この問題については最上敏樹氏の『人道的介入』(岩波新書)が詳しいので読んでください。
http://www.amazon.co.jp/exec/obidos/ASIN/400430752X/impala-22/
いちばん大事なところを引用します——「もし加害者への攻撃が許されるとすれば、それは現に虐殺がおき(ようとし)ており、かつ、加害者に攻撃を加える以外に手段がない場合に限られる。それも国々が勝手な判断でおこなうのではなく、国連のような世界的機関の集団的な判断に基づく、集団的な措置でなければならない」。

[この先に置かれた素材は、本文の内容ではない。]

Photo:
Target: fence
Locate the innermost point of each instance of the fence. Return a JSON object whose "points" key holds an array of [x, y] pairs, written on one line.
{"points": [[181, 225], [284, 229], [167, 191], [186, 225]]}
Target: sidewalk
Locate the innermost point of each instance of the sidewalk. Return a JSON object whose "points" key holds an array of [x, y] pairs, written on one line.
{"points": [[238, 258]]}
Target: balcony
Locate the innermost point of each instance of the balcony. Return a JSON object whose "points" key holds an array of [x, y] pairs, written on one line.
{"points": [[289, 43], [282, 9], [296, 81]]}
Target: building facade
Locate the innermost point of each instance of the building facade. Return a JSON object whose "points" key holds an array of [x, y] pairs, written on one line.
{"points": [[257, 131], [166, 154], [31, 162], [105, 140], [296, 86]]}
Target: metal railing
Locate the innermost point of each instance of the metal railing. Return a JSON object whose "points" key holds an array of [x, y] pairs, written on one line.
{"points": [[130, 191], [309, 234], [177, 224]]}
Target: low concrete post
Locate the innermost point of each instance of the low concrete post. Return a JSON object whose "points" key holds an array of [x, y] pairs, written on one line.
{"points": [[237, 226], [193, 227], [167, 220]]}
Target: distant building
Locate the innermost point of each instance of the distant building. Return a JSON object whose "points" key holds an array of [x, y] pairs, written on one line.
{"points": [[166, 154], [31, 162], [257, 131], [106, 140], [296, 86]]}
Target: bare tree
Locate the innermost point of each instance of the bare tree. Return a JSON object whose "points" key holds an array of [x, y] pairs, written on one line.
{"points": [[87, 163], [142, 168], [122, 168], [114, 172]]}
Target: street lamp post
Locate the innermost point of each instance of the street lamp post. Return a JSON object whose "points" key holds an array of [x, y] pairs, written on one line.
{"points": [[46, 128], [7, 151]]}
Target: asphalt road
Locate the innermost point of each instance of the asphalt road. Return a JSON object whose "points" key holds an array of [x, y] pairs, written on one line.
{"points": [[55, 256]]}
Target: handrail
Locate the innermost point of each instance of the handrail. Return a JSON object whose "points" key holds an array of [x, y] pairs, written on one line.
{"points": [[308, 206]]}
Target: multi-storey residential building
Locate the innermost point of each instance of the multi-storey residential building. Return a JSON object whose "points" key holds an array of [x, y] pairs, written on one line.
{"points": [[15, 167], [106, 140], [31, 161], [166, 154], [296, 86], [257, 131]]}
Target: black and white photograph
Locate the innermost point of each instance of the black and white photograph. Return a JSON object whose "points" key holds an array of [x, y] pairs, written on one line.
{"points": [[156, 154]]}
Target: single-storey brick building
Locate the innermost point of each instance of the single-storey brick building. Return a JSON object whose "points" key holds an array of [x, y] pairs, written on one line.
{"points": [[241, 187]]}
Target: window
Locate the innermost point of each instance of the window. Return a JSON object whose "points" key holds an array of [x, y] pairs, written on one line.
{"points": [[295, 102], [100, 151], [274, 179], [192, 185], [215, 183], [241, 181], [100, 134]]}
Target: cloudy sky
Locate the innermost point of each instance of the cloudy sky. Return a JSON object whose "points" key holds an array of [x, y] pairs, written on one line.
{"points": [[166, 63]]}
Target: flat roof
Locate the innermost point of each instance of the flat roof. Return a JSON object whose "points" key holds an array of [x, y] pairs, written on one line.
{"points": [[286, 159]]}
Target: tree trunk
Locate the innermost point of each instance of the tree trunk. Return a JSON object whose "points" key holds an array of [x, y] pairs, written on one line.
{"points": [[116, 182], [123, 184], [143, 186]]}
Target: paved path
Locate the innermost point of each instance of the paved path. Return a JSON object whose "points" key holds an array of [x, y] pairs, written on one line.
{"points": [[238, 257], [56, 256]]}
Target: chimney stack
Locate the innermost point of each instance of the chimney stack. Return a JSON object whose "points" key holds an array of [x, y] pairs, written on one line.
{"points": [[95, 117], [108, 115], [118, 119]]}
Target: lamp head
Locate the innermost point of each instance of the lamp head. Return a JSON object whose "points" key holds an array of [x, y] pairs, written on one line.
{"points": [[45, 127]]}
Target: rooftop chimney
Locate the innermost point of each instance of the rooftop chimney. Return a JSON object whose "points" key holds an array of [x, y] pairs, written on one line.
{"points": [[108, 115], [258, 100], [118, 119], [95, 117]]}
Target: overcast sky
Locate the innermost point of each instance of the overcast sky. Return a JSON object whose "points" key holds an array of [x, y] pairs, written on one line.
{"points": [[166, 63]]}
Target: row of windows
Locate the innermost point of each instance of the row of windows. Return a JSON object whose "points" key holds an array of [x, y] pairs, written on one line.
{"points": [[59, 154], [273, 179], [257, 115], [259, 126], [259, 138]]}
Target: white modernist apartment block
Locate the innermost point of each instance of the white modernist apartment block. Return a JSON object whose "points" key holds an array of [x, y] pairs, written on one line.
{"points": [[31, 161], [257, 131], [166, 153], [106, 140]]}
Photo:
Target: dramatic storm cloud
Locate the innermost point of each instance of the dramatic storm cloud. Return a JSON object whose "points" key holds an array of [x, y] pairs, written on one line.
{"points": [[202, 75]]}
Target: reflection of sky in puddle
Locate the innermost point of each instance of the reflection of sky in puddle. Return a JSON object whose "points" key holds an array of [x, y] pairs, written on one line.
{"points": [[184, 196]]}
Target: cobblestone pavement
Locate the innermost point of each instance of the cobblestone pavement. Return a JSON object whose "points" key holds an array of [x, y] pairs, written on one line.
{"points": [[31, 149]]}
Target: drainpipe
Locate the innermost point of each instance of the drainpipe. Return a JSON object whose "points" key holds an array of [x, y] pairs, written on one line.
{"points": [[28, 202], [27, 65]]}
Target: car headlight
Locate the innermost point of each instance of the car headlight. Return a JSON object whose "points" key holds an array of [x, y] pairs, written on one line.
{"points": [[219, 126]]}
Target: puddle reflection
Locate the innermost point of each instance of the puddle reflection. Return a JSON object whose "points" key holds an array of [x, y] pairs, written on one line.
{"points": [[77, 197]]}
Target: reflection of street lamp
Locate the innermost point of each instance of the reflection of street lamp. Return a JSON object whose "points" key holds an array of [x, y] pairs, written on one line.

いずれにしても今のイラクは「人道的介入」を必要とするような事態ではありません。それが必要なのはイスラエルの方です。
まして、国連がそれを認めていないのにアメリカが勝手に他国の国民を「解放」するのは、武力による内政干渉すなわち侵略です。
メディアに言いたいことがあります。
アメリカ軍の動きを報道することを控えてください。飛び出すミサイルや、離陸してゆく戦闘機、したり顔で成果を説明する司令官、これらは戦争ではありません。
戦争とは破壊される建物であり、炎上する発電所であり、殺された人々、血まみれバラバラになった子供の死体です。水の出ない水道、空っぽの薬箱、売るもののないマーケット、飢えて泣く赤ん坊、それが戦争の本当の姿です。そちらを映すことができないのなら、戦争を報道することなど最初から諦めてください。
今の段階で攻撃側の動きばかり伝えるのは、この道義なき戦争に加担することです。
池澤夏樹さんの引用文、
とても説得力がある文章です。
明晰かつ冷静で、特に最後の文には、
とても共感を覚えます。
いっぱい書きたいことがあるのに、
何をどう書いていいのか。
〉グローバリゼーションの進む現代に、これほど無茶苦茶な戦争(一方的な攻撃といった方がいいでしょうか)が起こるとは思っても見ませんでした。
今風のグローバリゼーションだからこそ、かも知れませんね。反グローバリズムで毎年大荒れするDavos会議を見過ぎたせいか、グローバリズム=ネオ帝国主義のように思えてきます。
ニュースで日本がアメリカ支持を表明、と伝えられるたび、穴があったら入りたい気持ちがします。
アメリカに、「しっぺがえし」なんていつかはあるんでしょうか。
グローバリズムは今後も進んでいくのでしょうね。
サヘル地域でもそうです。
好む好まざる、良い悪いに関わらず。
強者と弱者ではそれによって受けるものが違う。